Mr. Gulla said the Globe is "pleased" that the paper's main conservative voice is returning.
Two columnists who filled in for Mr. Jacoby during his suspension, Jennifer Cabranes Braceras and Cathy Young, will continue to appear occasionally in the paper, Mr. Gulla said.

Runner proposes during N.Y. marathon

NEW YORK A little more than halfway through the New York City Marathon, a runner's thoughts can drift to all sorts of things and the lack of oxygen also can make one a little giddy.
But Terry O'Brien, of Moore, S.C., had something special on his mind other than completing the 26.2-mile road race through the streets of New York on Sunday.
He was hearing wedding bells.
At mile 16, the 36-year-old Mr. O'Brien, pulled out a ring and dropped to one knee in front of Janelle Billingsly, 30.
"I was caught completely off guard," Miss Billingsly told the Herald-Journal of Spartanburg, S.C.
She said Mr. O'Brien's sweaty, disheveled appearance didn't sway her answer. "I said yes. I most definitely said yes."
Before she knew it, her fiance was off and running again. There were still 10 more miles to go.
Despite the breather, Mr. O'Brien finished the marathon in 3 hours, 55 minutes.

Army colonel fired in drug scandal

An Army colonel who pleaded guilty earlier this year to charges of laundering cash from his wife's drug deals while he headed U.S. anti-drug operations in Colombia has been fired by the Army.
Col. James C. Hiett, a 24-year veteran, has been dropped from Army personnel rolls and will get no military retirement pay, spokesman Lt. Col. Russell Oaks said yesterday. Hiett cannot appeal the decision.
In July, Hiett got five months in prison, five months of home confinement and one year probation. He pleaded guilty in April to charges he tried to launder $25,000 from drug shipments his wife made from the U.S. Embassy in Bogota to New York.

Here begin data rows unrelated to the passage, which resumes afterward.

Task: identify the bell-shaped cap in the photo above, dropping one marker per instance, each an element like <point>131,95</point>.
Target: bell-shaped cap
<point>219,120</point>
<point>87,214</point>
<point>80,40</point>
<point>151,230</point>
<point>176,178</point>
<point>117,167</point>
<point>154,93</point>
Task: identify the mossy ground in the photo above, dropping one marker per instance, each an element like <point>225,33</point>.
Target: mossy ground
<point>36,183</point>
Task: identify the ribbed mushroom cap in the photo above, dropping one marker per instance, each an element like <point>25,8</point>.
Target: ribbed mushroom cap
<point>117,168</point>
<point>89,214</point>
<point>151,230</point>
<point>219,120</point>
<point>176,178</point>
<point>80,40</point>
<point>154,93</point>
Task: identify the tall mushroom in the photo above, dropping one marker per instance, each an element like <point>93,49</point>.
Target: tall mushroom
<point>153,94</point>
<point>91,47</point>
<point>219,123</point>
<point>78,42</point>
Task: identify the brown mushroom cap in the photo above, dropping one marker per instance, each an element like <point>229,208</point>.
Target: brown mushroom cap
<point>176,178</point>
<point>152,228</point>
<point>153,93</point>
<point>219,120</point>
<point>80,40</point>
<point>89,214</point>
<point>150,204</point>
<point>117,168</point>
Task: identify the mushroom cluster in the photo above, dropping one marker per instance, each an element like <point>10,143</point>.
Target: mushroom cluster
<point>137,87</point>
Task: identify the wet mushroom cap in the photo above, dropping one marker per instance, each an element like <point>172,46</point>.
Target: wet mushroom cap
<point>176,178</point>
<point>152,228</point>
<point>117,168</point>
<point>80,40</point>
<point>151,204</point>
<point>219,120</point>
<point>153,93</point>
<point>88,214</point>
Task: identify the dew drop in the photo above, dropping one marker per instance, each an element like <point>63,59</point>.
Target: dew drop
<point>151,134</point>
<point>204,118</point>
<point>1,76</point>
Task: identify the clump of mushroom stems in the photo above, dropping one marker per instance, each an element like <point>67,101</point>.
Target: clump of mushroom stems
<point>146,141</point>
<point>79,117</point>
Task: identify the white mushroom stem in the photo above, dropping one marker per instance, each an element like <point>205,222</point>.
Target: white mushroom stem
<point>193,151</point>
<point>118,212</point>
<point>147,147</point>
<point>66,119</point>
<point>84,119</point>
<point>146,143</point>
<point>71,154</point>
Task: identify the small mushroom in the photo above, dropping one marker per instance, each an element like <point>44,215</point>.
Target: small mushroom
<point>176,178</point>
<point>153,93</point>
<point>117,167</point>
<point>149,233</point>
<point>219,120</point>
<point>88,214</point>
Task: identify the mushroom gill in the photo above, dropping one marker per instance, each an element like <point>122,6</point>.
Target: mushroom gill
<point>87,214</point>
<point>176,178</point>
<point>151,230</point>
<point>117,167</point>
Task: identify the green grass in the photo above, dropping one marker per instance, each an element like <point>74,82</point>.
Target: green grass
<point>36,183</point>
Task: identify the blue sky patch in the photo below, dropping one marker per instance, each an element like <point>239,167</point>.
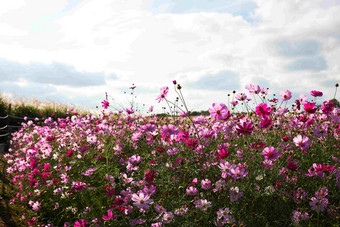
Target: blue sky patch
<point>236,8</point>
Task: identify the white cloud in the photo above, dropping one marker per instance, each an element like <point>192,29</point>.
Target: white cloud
<point>123,37</point>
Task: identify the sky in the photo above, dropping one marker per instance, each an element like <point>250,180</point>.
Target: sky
<point>73,51</point>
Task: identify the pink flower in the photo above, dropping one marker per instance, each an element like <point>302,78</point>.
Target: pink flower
<point>191,190</point>
<point>169,130</point>
<point>245,127</point>
<point>270,153</point>
<point>106,104</point>
<point>327,107</point>
<point>309,107</point>
<point>286,95</point>
<point>203,204</point>
<point>141,200</point>
<point>241,97</point>
<point>219,111</point>
<point>316,93</point>
<point>298,216</point>
<point>303,98</point>
<point>318,204</point>
<point>163,94</point>
<point>253,89</point>
<point>80,223</point>
<point>302,141</point>
<point>292,165</point>
<point>109,216</point>
<point>263,110</point>
<point>206,184</point>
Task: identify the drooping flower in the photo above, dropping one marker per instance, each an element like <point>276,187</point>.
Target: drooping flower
<point>316,93</point>
<point>286,95</point>
<point>245,127</point>
<point>106,104</point>
<point>302,141</point>
<point>206,184</point>
<point>309,107</point>
<point>263,110</point>
<point>219,111</point>
<point>169,130</point>
<point>163,94</point>
<point>141,200</point>
<point>241,96</point>
<point>253,89</point>
<point>191,191</point>
<point>327,107</point>
<point>109,216</point>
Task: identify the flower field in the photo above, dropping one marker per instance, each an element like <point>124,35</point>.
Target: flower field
<point>270,166</point>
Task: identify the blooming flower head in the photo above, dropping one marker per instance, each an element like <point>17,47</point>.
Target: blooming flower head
<point>245,127</point>
<point>302,98</point>
<point>206,184</point>
<point>318,204</point>
<point>169,130</point>
<point>163,94</point>
<point>309,107</point>
<point>241,96</point>
<point>106,104</point>
<point>298,216</point>
<point>203,204</point>
<point>316,93</point>
<point>263,110</point>
<point>327,107</point>
<point>270,153</point>
<point>302,141</point>
<point>109,216</point>
<point>253,89</point>
<point>141,200</point>
<point>286,95</point>
<point>191,190</point>
<point>219,111</point>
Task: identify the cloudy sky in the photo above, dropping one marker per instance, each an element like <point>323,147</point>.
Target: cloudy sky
<point>73,51</point>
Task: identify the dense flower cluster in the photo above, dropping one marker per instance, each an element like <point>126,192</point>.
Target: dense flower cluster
<point>126,169</point>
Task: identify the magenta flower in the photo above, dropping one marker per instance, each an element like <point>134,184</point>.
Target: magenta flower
<point>219,111</point>
<point>80,223</point>
<point>316,93</point>
<point>309,107</point>
<point>245,127</point>
<point>302,141</point>
<point>302,98</point>
<point>141,200</point>
<point>327,107</point>
<point>263,110</point>
<point>318,204</point>
<point>191,190</point>
<point>169,130</point>
<point>270,153</point>
<point>298,216</point>
<point>206,184</point>
<point>109,216</point>
<point>241,96</point>
<point>163,94</point>
<point>292,165</point>
<point>253,89</point>
<point>106,104</point>
<point>286,95</point>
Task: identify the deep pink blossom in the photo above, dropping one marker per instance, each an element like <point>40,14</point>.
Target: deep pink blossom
<point>270,153</point>
<point>302,141</point>
<point>286,95</point>
<point>219,111</point>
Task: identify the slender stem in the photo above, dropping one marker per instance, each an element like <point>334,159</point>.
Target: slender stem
<point>336,88</point>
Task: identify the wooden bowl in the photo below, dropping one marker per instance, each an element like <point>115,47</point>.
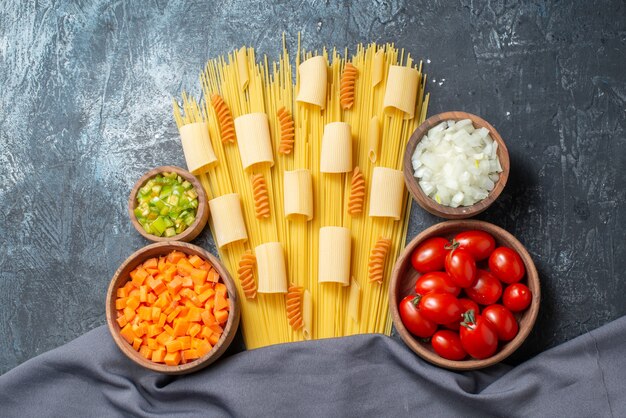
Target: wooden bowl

Elderly couple die from mauling by ram

CHINA GROVE, N.C. A 250-pound ram fatally mauled an elderly couple as they fed and watered their flock of sheep, authorities said.
Carl and Mary Beaver were attacked Sunday in a pasture outside China Grove.
Mrs. Beaver, 80, whose injuries included a broken leg and head trauma, died at the scene, sheriff's Lt. John Sifford said. Her 84-year-old husband died yesterday at Northeast Medical Center.
Investigators and relatives said the ram, acquired just weeks ago, may have been trying to protect ewes during mating season.
Mrs. Beaver's niece, Zetta Earnhardt, said family members went to check on the couple after they failed to show up at a relative's house. The family has not decided what to do with the ram.

State warns Texas against executing alien

HOUSTON The State Department asked Texas officials yesterday to give "careful consideration" to a clemency request from Mexican citizen Miguel Angel Flores, who is scheduled to die by injection Thursday.
The State Department said in a letter to the Texas Board of Pardons and Paroles that the state might have violated an international treaty by not advising Flores of his right to notify the Mexican consulate when arrested.
The Mexican government has urged Texas to commute Flores' sentence to life in prison or to postpone his execution to allow time for review. Mexico has no death penalty and opposes its imposition on Mexicans abroad.
A spokeswoman for Texas Gov. George W. Bush pointed out that Flores came to the United States when he was 4, graduated from U.S. schools and spoke English as his first language. Canada failed to stop a Texas execution last year on similar grounds.